More than 40 years ago, Bob Stern was on the team that crafted California’s Political Reform Act (PRA), the incredibly detailed ethics, campaign disclosure and lobbying guidelines for elected and public officials in California. Over the last several months, the Fair Political Practices Commission, in partnership with California Forward, and law students at UC Berkeley and UC Davis, have engaged in a review and revision process intended to simplify and streamline the law.
Today, Stern reflects on that process, the many changes the PRA has gone through over its lifetime and the current project to modernize the act.
Tell us about the environment that prompted the creation of California's Political Reform Act in 1974.
The Watergate scandal involving President Richard Nixon and campaign money, among other corrupt activities, was front-page news in the early 1970s. Jerry Brown, then Secretary of State, had been aggressively enforcing California’s weak campaign disclosure laws. He had filed successful lawsuits against California oil companies and was known as California’s political reformer.
Why were you selected to participate in drafting the language? What motivated you throughout the process?
For two years, I had worked on a number of governmental reform proposals as the consultant to Henry Waxman’s Assembly Elections Committee. In the fall of 1972, Secretary of State Jerry Brown asked me to become his office’s Elections Counsel. He wanted me to draft the best possible campaign disclosure, conflicts of interest and lobbying laws. He said not to worry about the proposals passing the Legislature since he was pretty confident they wouldn’t. It was a unique opportunity to look at the very best solutions and put them into legislation. As Brown predicted, all three bills were introduced in the 1973 legislation session and quickly killed.

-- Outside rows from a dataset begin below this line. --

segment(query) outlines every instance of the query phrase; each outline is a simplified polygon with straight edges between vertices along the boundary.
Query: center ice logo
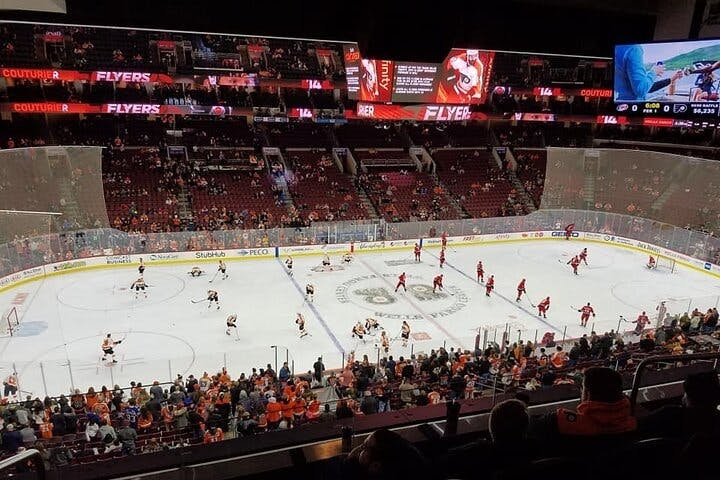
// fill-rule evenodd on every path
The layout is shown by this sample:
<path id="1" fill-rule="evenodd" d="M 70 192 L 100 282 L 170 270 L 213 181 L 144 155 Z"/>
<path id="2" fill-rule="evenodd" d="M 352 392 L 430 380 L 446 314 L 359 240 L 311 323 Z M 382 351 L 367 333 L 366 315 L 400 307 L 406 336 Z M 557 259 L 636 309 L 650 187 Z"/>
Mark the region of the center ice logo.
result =
<path id="1" fill-rule="evenodd" d="M 407 292 L 395 292 L 395 280 L 394 274 L 355 277 L 338 285 L 335 297 L 340 303 L 353 303 L 370 310 L 376 317 L 404 320 L 422 319 L 425 315 L 447 317 L 467 306 L 467 295 L 454 285 L 447 285 L 444 291 L 433 292 L 429 279 L 425 284 L 422 283 L 425 279 L 408 275 Z M 412 304 L 419 306 L 423 313 L 416 312 Z"/>
<path id="2" fill-rule="evenodd" d="M 367 303 L 374 303 L 375 305 L 395 303 L 395 297 L 385 288 L 363 288 L 355 290 L 353 293 L 364 297 Z"/>

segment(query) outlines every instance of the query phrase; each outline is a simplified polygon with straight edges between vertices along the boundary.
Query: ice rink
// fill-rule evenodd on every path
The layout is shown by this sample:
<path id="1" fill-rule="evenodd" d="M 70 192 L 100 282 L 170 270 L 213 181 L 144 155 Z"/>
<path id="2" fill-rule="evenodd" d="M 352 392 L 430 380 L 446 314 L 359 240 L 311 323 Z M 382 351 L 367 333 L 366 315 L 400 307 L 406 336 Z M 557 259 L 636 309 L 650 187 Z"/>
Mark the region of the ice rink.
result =
<path id="1" fill-rule="evenodd" d="M 565 264 L 583 247 L 589 266 L 575 276 Z M 439 249 L 424 249 L 421 263 L 411 249 L 364 253 L 344 269 L 314 271 L 319 256 L 295 257 L 290 277 L 282 258 L 228 262 L 229 278 L 212 278 L 216 264 L 199 263 L 208 272 L 188 274 L 192 264 L 147 267 L 148 298 L 135 299 L 129 290 L 137 267 L 114 267 L 49 277 L 0 294 L 0 308 L 19 307 L 16 335 L 0 339 L 0 375 L 17 369 L 24 394 L 43 396 L 102 385 L 168 381 L 177 374 L 217 372 L 227 366 L 233 378 L 252 367 L 286 358 L 295 372 L 312 368 L 322 356 L 327 368 L 337 368 L 351 351 L 356 357 L 377 358 L 377 337 L 362 343 L 351 335 L 357 321 L 379 320 L 391 339 L 402 320 L 412 328 L 411 342 L 391 343 L 390 354 L 409 355 L 446 345 L 473 348 L 478 328 L 498 327 L 510 338 L 540 339 L 547 331 L 556 338 L 617 328 L 620 315 L 632 320 L 646 310 L 655 320 L 661 300 L 682 304 L 685 298 L 720 293 L 715 277 L 676 266 L 667 270 L 644 267 L 647 255 L 611 245 L 548 240 L 459 246 L 447 250 L 439 268 Z M 495 275 L 496 289 L 488 298 L 475 280 L 482 260 L 486 277 Z M 340 256 L 332 257 L 333 264 Z M 394 293 L 397 276 L 407 273 L 408 292 Z M 444 274 L 445 291 L 432 293 L 432 278 Z M 516 286 L 527 279 L 528 298 L 515 301 Z M 304 301 L 305 285 L 315 285 L 313 303 Z M 219 310 L 208 309 L 208 288 L 220 295 Z M 531 303 L 551 297 L 548 318 L 541 319 Z M 591 302 L 597 317 L 588 328 L 579 325 L 577 308 Z M 694 305 L 695 306 L 695 305 Z M 712 305 L 696 305 L 708 308 Z M 295 316 L 303 313 L 310 335 L 299 338 Z M 238 315 L 238 336 L 225 334 L 225 319 Z M 623 330 L 634 325 L 622 323 Z M 123 339 L 118 363 L 100 360 L 105 334 Z M 490 331 L 489 339 L 500 341 Z"/>

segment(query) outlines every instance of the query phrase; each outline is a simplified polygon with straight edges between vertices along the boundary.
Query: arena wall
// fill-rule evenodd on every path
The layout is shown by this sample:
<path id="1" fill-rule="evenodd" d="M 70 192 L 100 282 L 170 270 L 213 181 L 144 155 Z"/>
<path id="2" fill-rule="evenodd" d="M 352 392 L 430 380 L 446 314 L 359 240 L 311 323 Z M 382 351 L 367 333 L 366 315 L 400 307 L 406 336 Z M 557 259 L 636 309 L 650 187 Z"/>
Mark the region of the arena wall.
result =
<path id="1" fill-rule="evenodd" d="M 492 233 L 448 237 L 450 247 L 477 246 L 509 242 L 565 241 L 565 232 L 560 230 L 539 230 L 527 232 Z M 595 232 L 573 233 L 573 242 L 592 242 L 613 245 L 643 252 L 648 255 L 663 255 L 672 258 L 677 264 L 693 270 L 720 277 L 720 266 L 702 259 L 694 258 L 667 248 L 659 247 L 644 241 Z M 440 248 L 440 238 L 420 238 L 413 240 L 393 240 L 380 242 L 353 242 L 328 245 L 298 245 L 289 247 L 260 247 L 232 250 L 203 250 L 190 252 L 163 252 L 132 255 L 105 255 L 79 258 L 63 262 L 50 263 L 13 273 L 0 278 L 0 292 L 18 287 L 28 282 L 41 280 L 56 275 L 81 272 L 86 270 L 136 267 L 140 259 L 148 265 L 166 264 L 198 264 L 217 262 L 219 260 L 241 261 L 286 257 L 288 255 L 340 255 L 352 251 L 354 254 L 370 254 L 393 250 L 412 250 L 415 243 L 423 248 Z"/>

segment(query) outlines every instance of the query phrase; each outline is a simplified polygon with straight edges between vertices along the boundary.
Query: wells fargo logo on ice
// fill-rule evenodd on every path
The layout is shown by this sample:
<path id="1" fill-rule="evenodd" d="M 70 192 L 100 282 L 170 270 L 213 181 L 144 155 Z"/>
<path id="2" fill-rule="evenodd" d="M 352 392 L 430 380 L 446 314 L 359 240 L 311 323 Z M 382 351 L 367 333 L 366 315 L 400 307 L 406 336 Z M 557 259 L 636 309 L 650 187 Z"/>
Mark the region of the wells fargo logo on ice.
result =
<path id="1" fill-rule="evenodd" d="M 397 281 L 395 274 L 364 275 L 351 278 L 335 288 L 335 298 L 340 303 L 353 303 L 372 312 L 378 318 L 396 320 L 420 320 L 424 315 L 407 313 L 398 302 L 400 293 L 394 291 Z M 459 312 L 467 307 L 468 296 L 454 285 L 446 285 L 444 291 L 432 291 L 431 280 L 416 275 L 408 275 L 407 294 L 415 301 L 427 306 L 427 316 L 442 318 Z M 393 286 L 388 285 L 388 282 Z"/>
<path id="2" fill-rule="evenodd" d="M 85 265 L 87 265 L 87 262 L 85 260 L 77 260 L 75 262 L 59 263 L 57 265 L 53 265 L 53 271 L 61 272 L 63 270 L 71 270 L 73 268 L 84 267 Z"/>

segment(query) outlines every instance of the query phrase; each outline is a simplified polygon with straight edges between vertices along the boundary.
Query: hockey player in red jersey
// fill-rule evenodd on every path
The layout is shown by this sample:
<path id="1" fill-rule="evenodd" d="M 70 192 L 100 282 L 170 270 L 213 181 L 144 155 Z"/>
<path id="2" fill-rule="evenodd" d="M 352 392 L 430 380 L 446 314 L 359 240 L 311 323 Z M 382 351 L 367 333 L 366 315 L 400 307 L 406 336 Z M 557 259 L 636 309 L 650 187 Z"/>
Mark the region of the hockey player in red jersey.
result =
<path id="1" fill-rule="evenodd" d="M 590 302 L 588 302 L 587 305 L 582 307 L 580 310 L 580 325 L 583 327 L 587 327 L 587 322 L 590 319 L 590 315 L 593 317 L 595 316 L 595 310 L 593 310 L 593 307 L 590 306 Z"/>
<path id="2" fill-rule="evenodd" d="M 433 293 L 435 293 L 436 288 L 439 288 L 440 291 L 442 291 L 442 289 L 443 289 L 442 281 L 443 281 L 442 273 L 433 279 Z"/>
<path id="3" fill-rule="evenodd" d="M 650 255 L 650 258 L 648 259 L 648 263 L 647 263 L 647 268 L 655 268 L 655 266 L 656 266 L 655 257 Z"/>
<path id="4" fill-rule="evenodd" d="M 442 232 L 442 235 L 440 235 L 440 244 L 443 250 L 445 250 L 445 247 L 447 247 L 447 232 Z"/>
<path id="5" fill-rule="evenodd" d="M 405 286 L 405 272 L 402 272 L 398 276 L 398 283 L 395 285 L 395 291 L 398 291 L 398 288 L 403 287 L 403 290 L 407 292 L 407 287 Z"/>
<path id="6" fill-rule="evenodd" d="M 415 254 L 415 261 L 416 261 L 416 262 L 419 262 L 419 261 L 420 261 L 420 245 L 418 245 L 417 243 L 415 244 L 415 248 L 413 249 L 413 253 Z"/>
<path id="7" fill-rule="evenodd" d="M 485 269 L 483 269 L 482 260 L 477 264 L 477 281 L 479 283 L 485 283 Z"/>
<path id="8" fill-rule="evenodd" d="M 650 319 L 645 314 L 645 312 L 642 312 L 640 315 L 638 315 L 637 320 L 633 321 L 633 323 L 636 324 L 635 331 L 633 333 L 635 333 L 635 335 L 640 335 L 642 333 L 642 331 L 645 329 L 645 325 L 650 323 Z"/>
<path id="9" fill-rule="evenodd" d="M 578 269 L 578 266 L 580 266 L 580 259 L 578 258 L 578 256 L 576 255 L 573 258 L 571 258 L 570 261 L 567 262 L 567 264 L 572 267 L 573 273 L 575 275 L 577 275 L 578 274 L 577 269 Z"/>
<path id="10" fill-rule="evenodd" d="M 490 278 L 488 278 L 488 281 L 485 284 L 485 296 L 489 297 L 490 292 L 492 292 L 494 288 L 495 288 L 495 275 L 490 275 Z"/>
<path id="11" fill-rule="evenodd" d="M 440 268 L 443 268 L 443 265 L 445 265 L 445 247 L 440 250 Z"/>
<path id="12" fill-rule="evenodd" d="M 585 262 L 585 265 L 587 265 L 587 248 L 583 248 L 582 252 L 580 252 L 580 255 L 578 255 L 578 258 L 581 262 Z"/>
<path id="13" fill-rule="evenodd" d="M 515 299 L 515 301 L 519 302 L 520 297 L 522 297 L 522 294 L 523 293 L 527 294 L 527 292 L 525 291 L 525 279 L 524 278 L 522 280 L 520 280 L 520 283 L 518 283 L 517 292 L 518 292 L 518 294 L 517 294 L 517 298 Z"/>
<path id="14" fill-rule="evenodd" d="M 484 61 L 491 59 L 483 57 Z M 482 98 L 485 86 L 485 65 L 478 50 L 457 52 L 448 58 L 438 74 L 437 103 L 472 103 Z"/>
<path id="15" fill-rule="evenodd" d="M 573 231 L 575 230 L 575 224 L 571 223 L 567 227 L 565 227 L 565 240 L 570 240 L 570 237 L 572 237 Z"/>
<path id="16" fill-rule="evenodd" d="M 545 312 L 548 310 L 550 310 L 550 297 L 545 297 L 545 300 L 538 303 L 538 317 L 542 316 L 543 318 L 547 318 Z"/>

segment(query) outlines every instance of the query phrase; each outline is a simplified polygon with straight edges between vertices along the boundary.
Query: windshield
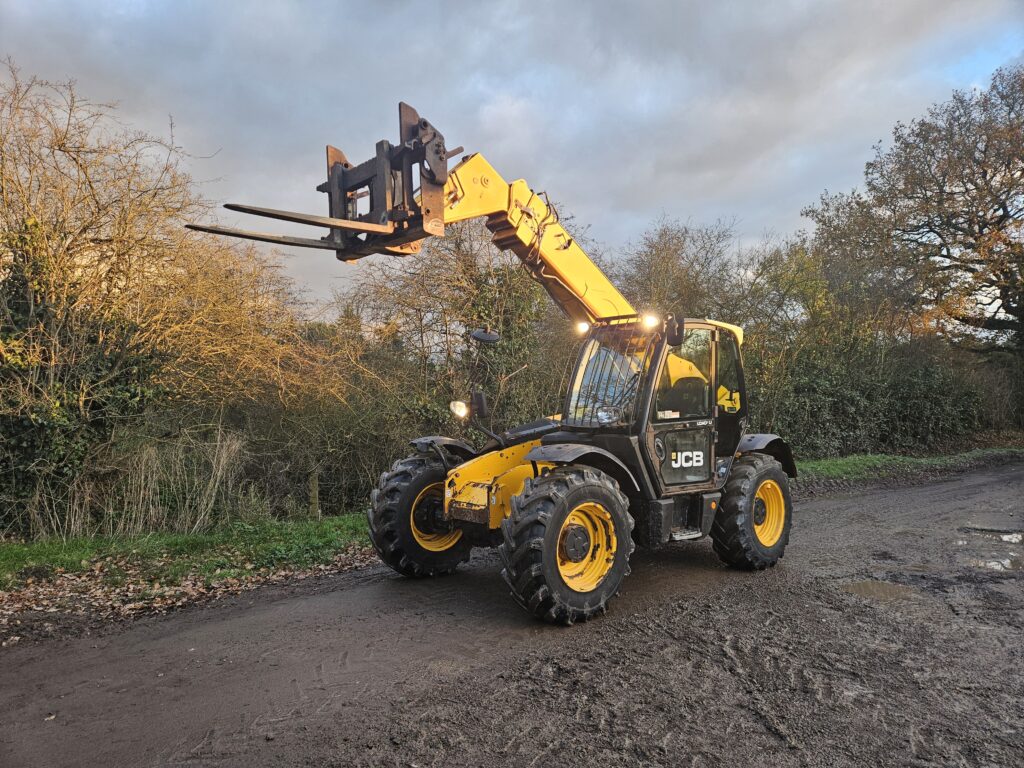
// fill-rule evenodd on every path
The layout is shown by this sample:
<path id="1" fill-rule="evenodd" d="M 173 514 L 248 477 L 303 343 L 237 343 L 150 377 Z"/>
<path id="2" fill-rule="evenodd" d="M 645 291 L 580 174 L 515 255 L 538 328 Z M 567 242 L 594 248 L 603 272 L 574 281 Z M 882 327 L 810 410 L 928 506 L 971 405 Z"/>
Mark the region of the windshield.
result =
<path id="1" fill-rule="evenodd" d="M 653 340 L 633 325 L 595 330 L 580 352 L 562 422 L 575 427 L 632 422 Z"/>

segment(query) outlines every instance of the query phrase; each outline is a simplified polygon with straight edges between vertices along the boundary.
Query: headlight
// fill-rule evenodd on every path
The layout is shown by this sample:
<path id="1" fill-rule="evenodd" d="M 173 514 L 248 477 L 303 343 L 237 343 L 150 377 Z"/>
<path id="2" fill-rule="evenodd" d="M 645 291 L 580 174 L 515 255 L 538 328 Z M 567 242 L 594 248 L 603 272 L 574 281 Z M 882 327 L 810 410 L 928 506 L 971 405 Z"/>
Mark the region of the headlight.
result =
<path id="1" fill-rule="evenodd" d="M 578 323 L 576 323 L 576 333 L 578 333 L 580 336 L 582 336 L 589 330 L 590 323 L 588 323 L 586 320 L 580 320 Z"/>
<path id="2" fill-rule="evenodd" d="M 457 419 L 465 419 L 469 416 L 469 406 L 462 400 L 452 400 L 448 403 L 448 409 L 455 414 Z"/>
<path id="3" fill-rule="evenodd" d="M 661 325 L 661 318 L 657 315 L 644 315 L 643 317 L 644 328 L 649 331 L 653 331 L 659 325 Z"/>
<path id="4" fill-rule="evenodd" d="M 600 405 L 597 408 L 598 424 L 616 424 L 622 421 L 622 409 L 612 405 Z"/>

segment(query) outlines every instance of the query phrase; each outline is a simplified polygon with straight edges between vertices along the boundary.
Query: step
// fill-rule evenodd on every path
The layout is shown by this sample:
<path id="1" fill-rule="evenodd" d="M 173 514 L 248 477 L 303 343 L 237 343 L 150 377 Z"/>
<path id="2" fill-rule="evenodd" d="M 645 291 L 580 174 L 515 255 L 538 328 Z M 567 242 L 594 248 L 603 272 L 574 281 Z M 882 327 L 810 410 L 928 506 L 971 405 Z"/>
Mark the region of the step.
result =
<path id="1" fill-rule="evenodd" d="M 700 528 L 673 528 L 669 538 L 672 541 L 689 541 L 690 539 L 699 539 L 703 535 Z"/>

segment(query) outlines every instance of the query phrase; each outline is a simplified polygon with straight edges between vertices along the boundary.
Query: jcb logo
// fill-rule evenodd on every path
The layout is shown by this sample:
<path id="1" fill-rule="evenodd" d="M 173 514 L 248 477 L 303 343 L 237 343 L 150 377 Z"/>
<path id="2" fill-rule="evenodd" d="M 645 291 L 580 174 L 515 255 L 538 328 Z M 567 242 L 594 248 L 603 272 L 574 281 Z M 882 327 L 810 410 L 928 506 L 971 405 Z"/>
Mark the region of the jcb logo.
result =
<path id="1" fill-rule="evenodd" d="M 672 451 L 672 467 L 703 467 L 704 451 Z"/>

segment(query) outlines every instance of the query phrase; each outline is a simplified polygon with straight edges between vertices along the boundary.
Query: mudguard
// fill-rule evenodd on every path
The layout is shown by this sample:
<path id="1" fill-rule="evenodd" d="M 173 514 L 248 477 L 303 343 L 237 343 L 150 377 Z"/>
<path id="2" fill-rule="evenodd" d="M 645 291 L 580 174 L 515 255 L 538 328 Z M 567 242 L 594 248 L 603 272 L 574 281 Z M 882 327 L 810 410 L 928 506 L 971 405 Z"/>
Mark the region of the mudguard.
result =
<path id="1" fill-rule="evenodd" d="M 623 464 L 614 453 L 594 445 L 580 443 L 538 445 L 526 454 L 524 460 L 550 464 L 589 464 L 614 477 L 620 487 L 629 485 L 633 487 L 633 490 L 640 491 L 640 486 L 637 484 L 636 478 L 633 477 L 633 473 L 629 471 L 629 467 Z M 624 488 L 624 490 L 628 493 L 628 489 Z"/>
<path id="2" fill-rule="evenodd" d="M 789 444 L 778 435 L 757 433 L 744 435 L 736 446 L 736 453 L 767 453 L 775 457 L 790 477 L 796 477 L 796 462 Z"/>
<path id="3" fill-rule="evenodd" d="M 445 468 L 450 469 L 446 453 L 454 454 L 463 461 L 468 461 L 476 456 L 476 449 L 465 440 L 444 435 L 428 435 L 410 440 L 409 445 L 413 446 L 420 453 L 436 453 L 444 462 Z"/>

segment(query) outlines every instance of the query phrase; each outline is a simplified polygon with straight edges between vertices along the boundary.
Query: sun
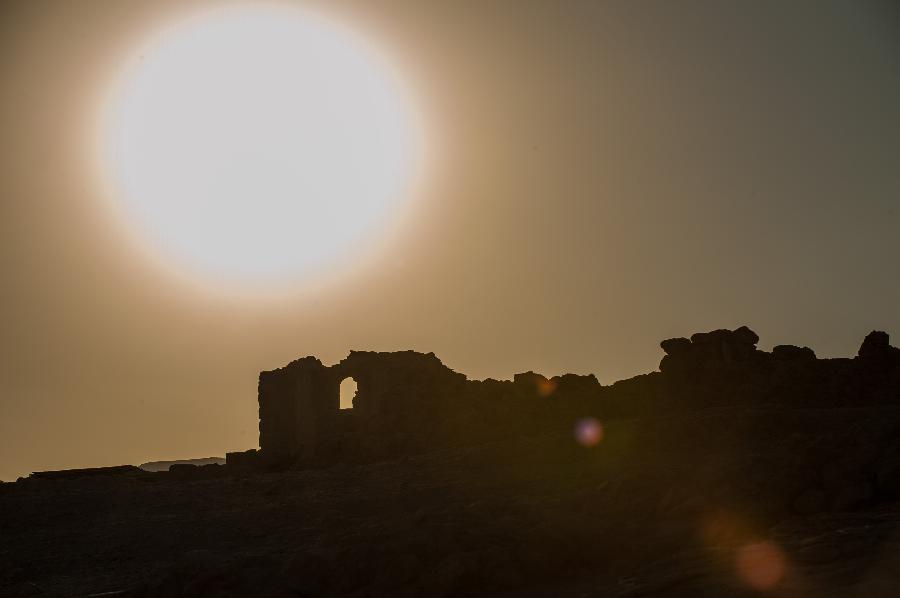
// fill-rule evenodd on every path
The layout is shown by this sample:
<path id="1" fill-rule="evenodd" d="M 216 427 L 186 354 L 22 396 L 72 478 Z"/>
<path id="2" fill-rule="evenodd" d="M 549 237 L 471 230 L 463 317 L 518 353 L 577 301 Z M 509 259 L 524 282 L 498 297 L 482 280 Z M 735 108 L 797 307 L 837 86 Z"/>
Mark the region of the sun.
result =
<path id="1" fill-rule="evenodd" d="M 100 162 L 137 237 L 206 280 L 293 284 L 365 255 L 409 201 L 422 127 L 396 69 L 316 13 L 162 28 L 104 103 Z"/>

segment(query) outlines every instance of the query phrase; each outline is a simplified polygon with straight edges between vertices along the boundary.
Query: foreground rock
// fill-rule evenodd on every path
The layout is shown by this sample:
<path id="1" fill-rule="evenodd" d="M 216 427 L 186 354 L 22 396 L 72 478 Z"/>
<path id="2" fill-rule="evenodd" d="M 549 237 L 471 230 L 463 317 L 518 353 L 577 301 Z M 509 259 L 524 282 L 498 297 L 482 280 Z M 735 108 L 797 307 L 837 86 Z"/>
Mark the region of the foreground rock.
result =
<path id="1" fill-rule="evenodd" d="M 322 420 L 349 370 L 301 360 L 260 383 L 293 440 L 0 485 L 0 596 L 900 595 L 898 351 L 757 342 L 664 341 L 612 386 L 355 354 Z"/>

In the summer of 1973, a reform group, the People's Lobby, asked me to review an initiative. When I noted that their proposal had all campaign statements filed in Olympia, Washington, they sheepishly admitted that they had merely copied the Washington State initiative that had been passed by voters in 1972. So I suggested that they look at the legislation that I had drafted; a week later they asked our office to put the bills together into one proposal that they would circulate as an initiative. Deputy Secretary of State Dan Lowenstein and I (along with input from others, including Jerry Brown) combined the three bills and added a Fair Political Practices Commission to the proposal.
The People’s Lobby and Common Cause circulated the initiative and qualified it for the 1974 ballot, where 70 percent of the California electorate voted for it (Proposition 9). The PRA was now law.
What's your perspective on the many changes made to the PRA since its inception?
Starting when I was its first general counsel, the FPCC has offered a number of proposals; many were cleanup amendments and some were substantive. Since 1975, the legislature has amended the Act hundreds of times, almost all of which have improved, clarified and added reforms to the 1974 proposition.
When we drafted the Act, we knew no law was perfect, so it became one of the first initiatives to allow legislative amendments (The California Constitution says that an initiative can’t be amended by the Legislature unless the initiative permits such amendments).
Why do you think the Political Reform Act Revision Project happening now? What is it about our current environment that makes this the right time for the revisions?
Chair Jodi Remke’s goal is to simplify the Act as much as possible, and this is a good first step. Allowing amendments has provided a way for the Political Reform Act to evolve. But, over time, the Act has become too unwieldy. Although the FPPC is very helpful in providing advice and its instruction manuals are well written, it is clearly time to make the Act more coherent and easier to navigate.
The fact is, however, that the Act will never be succinct. Our goal when we created the act was to make it as clear as possible. We wanted everyone to know exactly what had to be reported. For example, we could have said: “file campaign disclosure reports.” Although that sounds simple and would have reduced the Act to a few words, we wanted to be sure to spell out all the details. When should filings happen? Who should file them? What should be in the filings: names, addresses, occupations, employers, dates of contributions, amount of contributions, loans?
Looking forward, what do you see for the PRA's future? (Continued revisions, a more substantive overhaul, etc.)
The Political Reform Act needs to be examined every few years to make sure that it is still relevant and – more importantly – is able to respond to changing times, particularly in campaigns.
Supporters of the Act should be on the lookout for attempts to weaken its provisions. People who chafe under its restrictions will try to weaken it to make their lives easier. But the public has a strong belief in disclosure–for campaigns, public officials and lobbyists. It is up to all of us who support the Political Reform Act’s principles to ensure its continued viability and success.